In the lateral radiographs, the discrepancy of segmental angles in the disc spaces is quite small in the transitional thoracolumbar junction area [13]. As a result, clearly distinguishing the first lordotic disk is difficult, making the identification of FLV sometimes inaccurate and unreliable [22]. In this study, when FLV selected as LIV, the vertebra was either the same vertebra as SSV or only one level above SSV, which were consistent with previous literatures [11, 13, 17]. Therefore, we proposed the concept of “SSV-1” and simplified the LIV selection strategy as fusion to SSV or SSV-1. Our results indicated that selection of SSV-1 or SSV as the distal fusion level obtained comparable deformity corrections and did not lead to a higher incidence of DJK for both patients with STK and STLK. We hypothesized that one of the reasons for the similar outcomes was that multi-level Ponte osteotomies were performed across the apex of the deformity in our study. Ponte osteotomy is an efficient method to restore sagittal alignment in the treatment of Scheuermann’s disease [20], which could afford approximately 5°–10° of correction per level [23], thus improving the spinal flexibility and obtaining satisfying correction for such rigid kyphosis. After the posterior column structure is completely released, the stress of the instrumentation system in contact with vertebrae can be reduced to decrease the risk of rod fracture as well as the development of DJK. In addition, it is worth noting that the hybrid instrumentation system including hook constructs was used previous studies [8, 9] and is less stable and more prone to result in junctional problems related to more soft tissue dissection [10, 24, 25]. However, all of our patients were treated with posterior pedicle-only screw instrumentation and fusion. The powerful correction ability of this technique may lead to completely different postoperative curve behavior in comparison with hook and hybrid instrumentations, allowing for better correction maintenance [17]. Hence, our results suggest the utility in stopping the fusion above the SSV with the aim of preserving more mobile segment.

Our data also showed that the preoperative LIV-PSVL should be emphasized. To maintain the global sagittal balance and stability of the spine after operation, the distal end of the fusion should be placed within the center of gravity. In other words, the center of SSV-1 should be relatively close to the posterior sacrum vertical line, so that the distal fusion mass is maintained over the sacrum. In this circumstance, it would be easier to get the LIV into the stable zone and potentially economize a fusion segment. Hence, we recommended that the location of the LIV and the distance between preoperative LIV to PSVL should be taken into consideration when selecting the distal fusion level strategy.

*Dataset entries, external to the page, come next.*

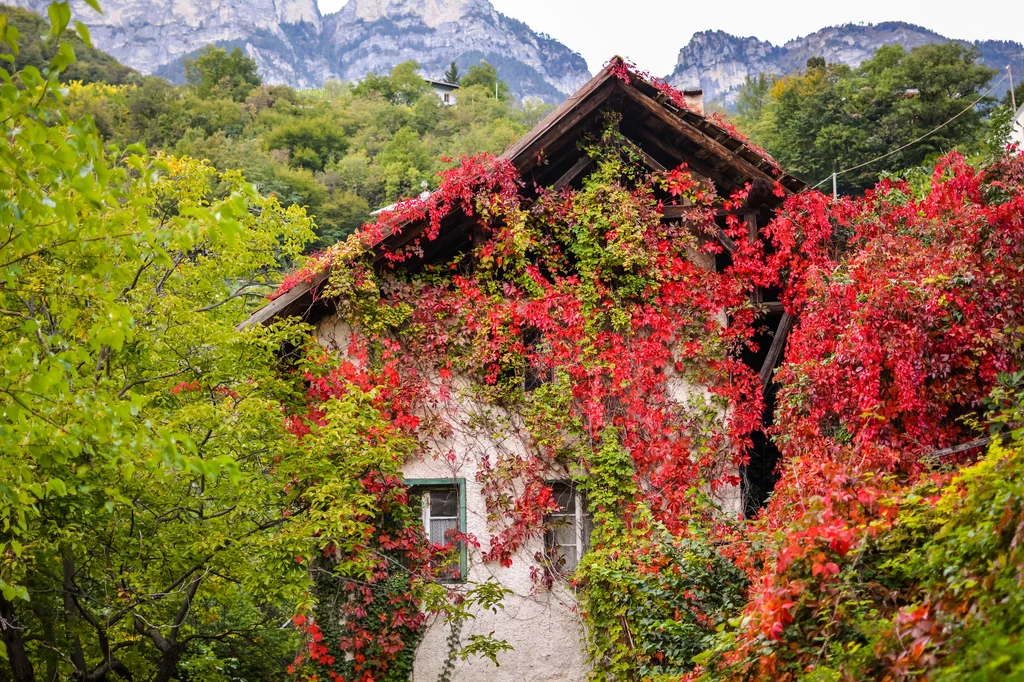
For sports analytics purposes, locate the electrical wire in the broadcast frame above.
[808,76,1007,190]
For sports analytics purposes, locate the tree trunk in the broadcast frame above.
[0,595,36,682]
[153,644,185,682]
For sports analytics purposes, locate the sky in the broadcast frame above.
[318,0,1024,76]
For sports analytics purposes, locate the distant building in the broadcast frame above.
[1010,104,1024,150]
[245,60,806,682]
[424,78,459,106]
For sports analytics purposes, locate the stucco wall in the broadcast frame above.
[316,288,741,682]
[316,316,589,682]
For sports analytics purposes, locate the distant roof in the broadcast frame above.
[243,57,807,327]
[423,78,459,90]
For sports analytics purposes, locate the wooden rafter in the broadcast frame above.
[627,88,788,191]
[761,312,796,390]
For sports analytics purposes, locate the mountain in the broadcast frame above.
[6,0,590,102]
[667,22,1024,105]
[324,0,590,102]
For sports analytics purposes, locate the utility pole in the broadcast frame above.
[1007,63,1017,114]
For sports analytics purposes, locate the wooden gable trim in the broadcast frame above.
[614,88,793,194]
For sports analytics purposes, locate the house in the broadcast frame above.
[424,78,459,106]
[245,59,805,682]
[1010,104,1024,150]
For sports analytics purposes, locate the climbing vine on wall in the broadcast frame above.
[283,65,1024,679]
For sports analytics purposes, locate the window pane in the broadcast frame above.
[430,487,459,516]
[429,518,459,545]
[555,545,580,572]
[552,518,575,548]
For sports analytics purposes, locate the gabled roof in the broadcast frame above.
[242,57,807,328]
[423,78,459,90]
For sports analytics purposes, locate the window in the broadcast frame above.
[406,478,467,581]
[545,481,593,576]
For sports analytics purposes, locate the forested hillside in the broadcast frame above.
[0,5,551,248]
[6,2,1024,682]
[69,48,549,247]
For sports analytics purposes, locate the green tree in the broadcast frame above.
[183,45,263,101]
[0,11,432,682]
[390,59,430,104]
[378,128,431,201]
[0,4,141,83]
[459,61,512,101]
[739,43,994,191]
[266,119,348,171]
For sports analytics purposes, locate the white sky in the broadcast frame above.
[318,0,1024,76]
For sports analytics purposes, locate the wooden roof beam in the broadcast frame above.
[628,88,775,192]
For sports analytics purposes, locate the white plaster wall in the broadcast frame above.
[315,315,590,682]
[316,274,742,682]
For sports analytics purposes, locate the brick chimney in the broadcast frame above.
[683,88,703,116]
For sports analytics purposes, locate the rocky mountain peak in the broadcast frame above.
[668,22,1024,105]
[340,0,490,29]
[6,0,590,102]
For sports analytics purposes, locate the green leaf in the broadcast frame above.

This study has several limitations. First, our findings are limited by the small sample size with a low percentage of cases with DJK. Second, because of the retrospective design of this study, the potential selection bias cannot be completely avoided. Therefore, a larger sample size of SK patients and a randomized prospective study are warranted for an in-depth evaluation to verify these results. Moreover, this study had a short follow-up period. Therefore, it is necessary to validate the current results in future studies with a long-term follow-up.

Conclusion

Shorter fusion stopping at SSV-1 achieves comparable clinical outcomes and does not increase the risk of DJK for both patients with STK and STLK. However, for patients with a preoperative LIV-PSVL <  − 37.35 mm, extending fusion to SSV is an acceptable solution to prevent DJK.